Local storage [4/4]: Use raw zvols#9593
Conversation
Request the new *raw* zvol type when creating disks backed by local storage. Using raw zvols requires waiting for them to be initialized, which the instance start saga is now responsible for polling. In the instance start saga, ensure each raw zvol in parallel because this can take some time. This PR also explicitly removes the inherited encryption for these zvols. This is accomplished by changing `EncryptionDetails` to be an enum where the call site now has to explicitly choose between inheriting the parent dataset's encryption, using `aes-256-gcm`, and explicitly setting encryption off. Also chopped out is setting `volblocksize`: this was a mistake to set, and it should instead be left to the default value. Still to do is to revisit the overhead reserved for zvols: the previous emperical value was not for the new raw zvol type. This is tracked by oxidecomputer#9591. Fixes oxidecomputer#9519.
illumos-utils/src/zfs.rs
Outdated
| match execute_async(cmd).await { | ||
| Ok(_) => Ok(()), | ||
| Ok(_) => { | ||
| // no-op |
There was a problem hiding this comment.
Does this just mean "Command succeeded, nothing else to do"?
There was a problem hiding this comment.
I was a little confused that "no-op" meant "yeah I did it and it worked"
illumos-utils/src/zfs.rs
Outdated
| // Open the raw zvol and read from it. If EINPROGRESS is seen from | ||
| // the read, then it's not done initializing yet. We can't delete it | ||
| // until it's fully done, so return the `NotReady` variant to signal | ||
| // upstack that it should poll. |
There was a problem hiding this comment.
that's a bummer; @grwilson is this something we could change in the future?
There was a problem hiding this comment.
There will be an ioctl interface that will allow for the appstack to stop the initialization so that the process can be canceled or aborted.
There was a problem hiding this comment.
8c4376b changes to use DKIOCRAWVOLSTOP to stop the init
illumos-utils/src/zfs.rs
Outdated
| // Open the raw zvol and read from it. If EINPROGRESS is seen from | ||
| // the read, then it's not done initializing yet. We can't delete it | ||
| // until it's fully done, so return the `NotReady` variant to signal | ||
| // upstack that it should poll. |
There was a problem hiding this comment.
would it be worth creating a fn that delete and create both call rather than having the duplicated code?

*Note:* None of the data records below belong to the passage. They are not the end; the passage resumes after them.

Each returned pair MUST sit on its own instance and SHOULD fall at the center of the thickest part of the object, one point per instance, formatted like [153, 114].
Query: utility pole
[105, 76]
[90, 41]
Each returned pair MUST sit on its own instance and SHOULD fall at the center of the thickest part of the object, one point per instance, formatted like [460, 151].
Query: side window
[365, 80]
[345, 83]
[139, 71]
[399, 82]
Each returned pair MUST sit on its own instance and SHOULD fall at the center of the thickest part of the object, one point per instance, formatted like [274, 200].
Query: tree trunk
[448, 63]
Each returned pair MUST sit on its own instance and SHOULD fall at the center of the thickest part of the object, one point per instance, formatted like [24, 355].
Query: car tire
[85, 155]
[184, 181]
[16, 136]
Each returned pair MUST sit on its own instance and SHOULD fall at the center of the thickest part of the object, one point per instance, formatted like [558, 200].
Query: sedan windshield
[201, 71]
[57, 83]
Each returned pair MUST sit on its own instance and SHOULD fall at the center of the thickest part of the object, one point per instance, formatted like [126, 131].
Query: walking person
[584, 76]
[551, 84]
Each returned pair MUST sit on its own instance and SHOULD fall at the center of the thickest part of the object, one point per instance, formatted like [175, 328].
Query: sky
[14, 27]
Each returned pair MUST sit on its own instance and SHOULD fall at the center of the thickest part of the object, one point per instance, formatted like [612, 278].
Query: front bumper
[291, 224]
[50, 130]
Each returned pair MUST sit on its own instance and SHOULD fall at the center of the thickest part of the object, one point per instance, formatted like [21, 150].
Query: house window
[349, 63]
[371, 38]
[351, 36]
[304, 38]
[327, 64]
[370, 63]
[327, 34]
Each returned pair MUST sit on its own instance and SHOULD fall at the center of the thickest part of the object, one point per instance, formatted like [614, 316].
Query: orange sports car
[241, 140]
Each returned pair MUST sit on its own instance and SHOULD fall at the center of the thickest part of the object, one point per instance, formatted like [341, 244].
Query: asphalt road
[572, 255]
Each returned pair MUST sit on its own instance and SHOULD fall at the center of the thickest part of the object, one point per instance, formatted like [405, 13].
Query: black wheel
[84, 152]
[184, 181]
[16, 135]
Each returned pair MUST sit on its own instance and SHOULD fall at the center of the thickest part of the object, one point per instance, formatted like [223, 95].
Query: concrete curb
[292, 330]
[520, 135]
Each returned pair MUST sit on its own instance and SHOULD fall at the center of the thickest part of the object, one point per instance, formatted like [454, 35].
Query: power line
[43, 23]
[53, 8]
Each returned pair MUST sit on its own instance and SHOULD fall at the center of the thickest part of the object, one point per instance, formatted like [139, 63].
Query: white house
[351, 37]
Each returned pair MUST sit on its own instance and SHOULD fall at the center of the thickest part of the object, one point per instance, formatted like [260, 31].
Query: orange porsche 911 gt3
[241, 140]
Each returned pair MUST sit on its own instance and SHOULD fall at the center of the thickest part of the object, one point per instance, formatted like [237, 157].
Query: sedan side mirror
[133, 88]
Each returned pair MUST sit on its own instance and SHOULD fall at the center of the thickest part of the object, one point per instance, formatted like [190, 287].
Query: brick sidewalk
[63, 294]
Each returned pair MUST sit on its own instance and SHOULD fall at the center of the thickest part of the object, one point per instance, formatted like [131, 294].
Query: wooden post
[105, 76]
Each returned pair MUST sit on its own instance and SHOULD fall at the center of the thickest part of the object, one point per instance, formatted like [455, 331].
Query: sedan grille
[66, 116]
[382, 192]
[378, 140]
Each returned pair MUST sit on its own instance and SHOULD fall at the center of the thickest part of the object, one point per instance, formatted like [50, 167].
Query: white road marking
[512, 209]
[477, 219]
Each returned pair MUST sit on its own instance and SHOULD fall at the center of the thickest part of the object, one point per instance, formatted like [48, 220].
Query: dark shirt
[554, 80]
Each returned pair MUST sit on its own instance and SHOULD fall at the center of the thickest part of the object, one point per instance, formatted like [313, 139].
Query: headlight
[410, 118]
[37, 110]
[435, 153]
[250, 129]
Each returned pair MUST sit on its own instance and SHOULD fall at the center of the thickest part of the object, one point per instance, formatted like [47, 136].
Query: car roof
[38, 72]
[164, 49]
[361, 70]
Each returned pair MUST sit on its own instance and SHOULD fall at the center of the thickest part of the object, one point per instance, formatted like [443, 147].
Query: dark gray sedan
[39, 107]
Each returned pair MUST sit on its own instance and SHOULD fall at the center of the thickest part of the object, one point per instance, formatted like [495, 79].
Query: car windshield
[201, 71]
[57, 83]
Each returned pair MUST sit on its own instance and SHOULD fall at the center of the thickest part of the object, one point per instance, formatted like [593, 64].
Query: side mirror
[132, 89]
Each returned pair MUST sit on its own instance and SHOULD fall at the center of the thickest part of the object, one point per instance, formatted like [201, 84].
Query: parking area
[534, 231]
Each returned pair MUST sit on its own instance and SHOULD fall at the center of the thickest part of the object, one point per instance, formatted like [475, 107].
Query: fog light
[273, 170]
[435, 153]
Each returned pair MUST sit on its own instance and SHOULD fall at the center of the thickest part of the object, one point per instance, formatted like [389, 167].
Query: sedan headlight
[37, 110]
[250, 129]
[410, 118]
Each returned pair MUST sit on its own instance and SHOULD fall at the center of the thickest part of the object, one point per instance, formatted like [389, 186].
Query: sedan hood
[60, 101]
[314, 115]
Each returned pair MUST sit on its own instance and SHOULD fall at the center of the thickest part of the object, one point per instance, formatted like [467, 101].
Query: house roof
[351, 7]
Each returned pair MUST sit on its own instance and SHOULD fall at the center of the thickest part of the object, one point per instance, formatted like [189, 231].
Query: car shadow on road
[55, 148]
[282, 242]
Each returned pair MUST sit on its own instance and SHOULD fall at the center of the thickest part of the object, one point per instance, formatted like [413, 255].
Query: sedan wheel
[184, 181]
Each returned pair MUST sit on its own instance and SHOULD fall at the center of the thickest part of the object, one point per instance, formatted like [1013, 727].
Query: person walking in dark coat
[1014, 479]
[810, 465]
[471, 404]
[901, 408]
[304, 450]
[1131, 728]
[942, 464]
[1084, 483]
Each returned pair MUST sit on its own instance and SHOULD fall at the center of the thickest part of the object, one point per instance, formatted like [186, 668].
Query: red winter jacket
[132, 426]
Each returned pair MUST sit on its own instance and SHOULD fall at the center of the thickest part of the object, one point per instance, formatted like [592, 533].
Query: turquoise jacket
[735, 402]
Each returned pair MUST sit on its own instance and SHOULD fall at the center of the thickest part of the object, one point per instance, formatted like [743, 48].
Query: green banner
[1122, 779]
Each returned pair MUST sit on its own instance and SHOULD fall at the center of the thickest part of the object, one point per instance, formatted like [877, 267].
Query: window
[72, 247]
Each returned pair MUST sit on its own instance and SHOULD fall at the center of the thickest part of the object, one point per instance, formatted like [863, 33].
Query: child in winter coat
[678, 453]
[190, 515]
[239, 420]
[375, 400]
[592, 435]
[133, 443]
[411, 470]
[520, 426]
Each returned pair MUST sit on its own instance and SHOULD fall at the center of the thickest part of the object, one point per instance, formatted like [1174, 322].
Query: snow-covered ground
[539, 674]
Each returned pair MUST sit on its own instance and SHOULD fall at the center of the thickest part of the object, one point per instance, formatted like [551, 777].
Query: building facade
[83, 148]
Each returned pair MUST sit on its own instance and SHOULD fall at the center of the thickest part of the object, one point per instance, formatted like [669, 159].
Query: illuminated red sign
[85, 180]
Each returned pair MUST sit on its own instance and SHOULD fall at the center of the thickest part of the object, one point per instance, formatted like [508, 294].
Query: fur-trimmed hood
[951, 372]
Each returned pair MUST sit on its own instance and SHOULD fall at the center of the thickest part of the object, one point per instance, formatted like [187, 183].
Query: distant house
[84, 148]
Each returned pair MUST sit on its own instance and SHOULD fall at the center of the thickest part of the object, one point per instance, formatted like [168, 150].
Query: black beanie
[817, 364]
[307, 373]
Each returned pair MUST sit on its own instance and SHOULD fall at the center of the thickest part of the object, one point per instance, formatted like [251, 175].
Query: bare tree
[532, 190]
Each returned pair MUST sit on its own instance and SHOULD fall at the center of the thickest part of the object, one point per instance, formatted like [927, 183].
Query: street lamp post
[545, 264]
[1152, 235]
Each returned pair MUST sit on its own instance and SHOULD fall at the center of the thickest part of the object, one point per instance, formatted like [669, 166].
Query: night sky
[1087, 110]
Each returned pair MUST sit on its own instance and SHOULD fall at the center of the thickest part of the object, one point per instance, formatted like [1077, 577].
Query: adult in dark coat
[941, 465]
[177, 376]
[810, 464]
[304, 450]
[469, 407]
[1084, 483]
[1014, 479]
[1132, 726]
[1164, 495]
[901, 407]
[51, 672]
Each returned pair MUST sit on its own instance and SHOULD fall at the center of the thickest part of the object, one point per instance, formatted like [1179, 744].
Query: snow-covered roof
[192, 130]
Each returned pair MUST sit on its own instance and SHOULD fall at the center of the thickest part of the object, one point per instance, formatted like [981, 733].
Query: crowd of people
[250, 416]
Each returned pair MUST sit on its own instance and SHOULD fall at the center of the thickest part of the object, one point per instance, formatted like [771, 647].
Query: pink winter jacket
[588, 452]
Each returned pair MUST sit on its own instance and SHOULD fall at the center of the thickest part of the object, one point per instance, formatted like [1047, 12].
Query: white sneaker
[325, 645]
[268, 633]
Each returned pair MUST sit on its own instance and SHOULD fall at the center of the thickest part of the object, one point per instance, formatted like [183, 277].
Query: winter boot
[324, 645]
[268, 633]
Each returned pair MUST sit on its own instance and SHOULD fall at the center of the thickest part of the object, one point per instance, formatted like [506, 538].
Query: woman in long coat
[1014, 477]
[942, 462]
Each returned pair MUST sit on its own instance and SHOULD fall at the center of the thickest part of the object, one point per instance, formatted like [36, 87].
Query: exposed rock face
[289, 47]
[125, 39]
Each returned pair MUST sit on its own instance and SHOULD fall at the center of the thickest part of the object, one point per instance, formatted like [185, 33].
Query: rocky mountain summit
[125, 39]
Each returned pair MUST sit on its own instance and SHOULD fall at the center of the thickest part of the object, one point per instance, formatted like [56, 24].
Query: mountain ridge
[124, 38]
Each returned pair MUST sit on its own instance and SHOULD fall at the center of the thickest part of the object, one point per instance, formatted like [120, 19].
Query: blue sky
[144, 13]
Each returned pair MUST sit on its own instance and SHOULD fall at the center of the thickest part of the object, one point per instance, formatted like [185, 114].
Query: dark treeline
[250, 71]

There was a problem hiding this comment.
I changed to use DKIOCRAWVOLSTOP so this code looks less duplicated now
illumos-utils/src/zfs.rs
Outdated
| // The numeric type of these constants is not specified due to being | ||
| // different for illumos and linux. They are also `let dkioc` and | ||
| // not `const DKIOC` because `const` requires a type. | ||
| // | ||
| // XXX is there a way to pull this constant in from | ||
| // /usr/include/sys/dkio.h | ||
| let dkioc = 0x04 << 8; | ||
| let dkiocrawvolstop = dkioc | 31; |
There was a problem hiding this comment.
| // The numeric type of these constants is not specified due to being | |
| // different for illumos and linux. They are also `let dkioc` and | |
| // not `const DKIOC` because `const` requires a type. | |
| // | |
| // XXX is there a way to pull this constant in from | |
| // /usr/include/sys/dkio.h | |
| let dkioc = 0x04 << 8; | |
| let dkiocrawvolstop = dkioc | 31; | |
| #[cfg(target_os = "illumos")] | |
| const DKIOCRAWVOLSTOP: libc::c_int = (0x04 << 8) | 0x1f; | |
| #[cfg(not(target_os = "illumos"))] | |
| const DKIOCRAWVOLSTOP: libc::c_ulong = (0x04 << 8) | 0x1f; |
eh?
You could use bindgen--I don't think it's worth it.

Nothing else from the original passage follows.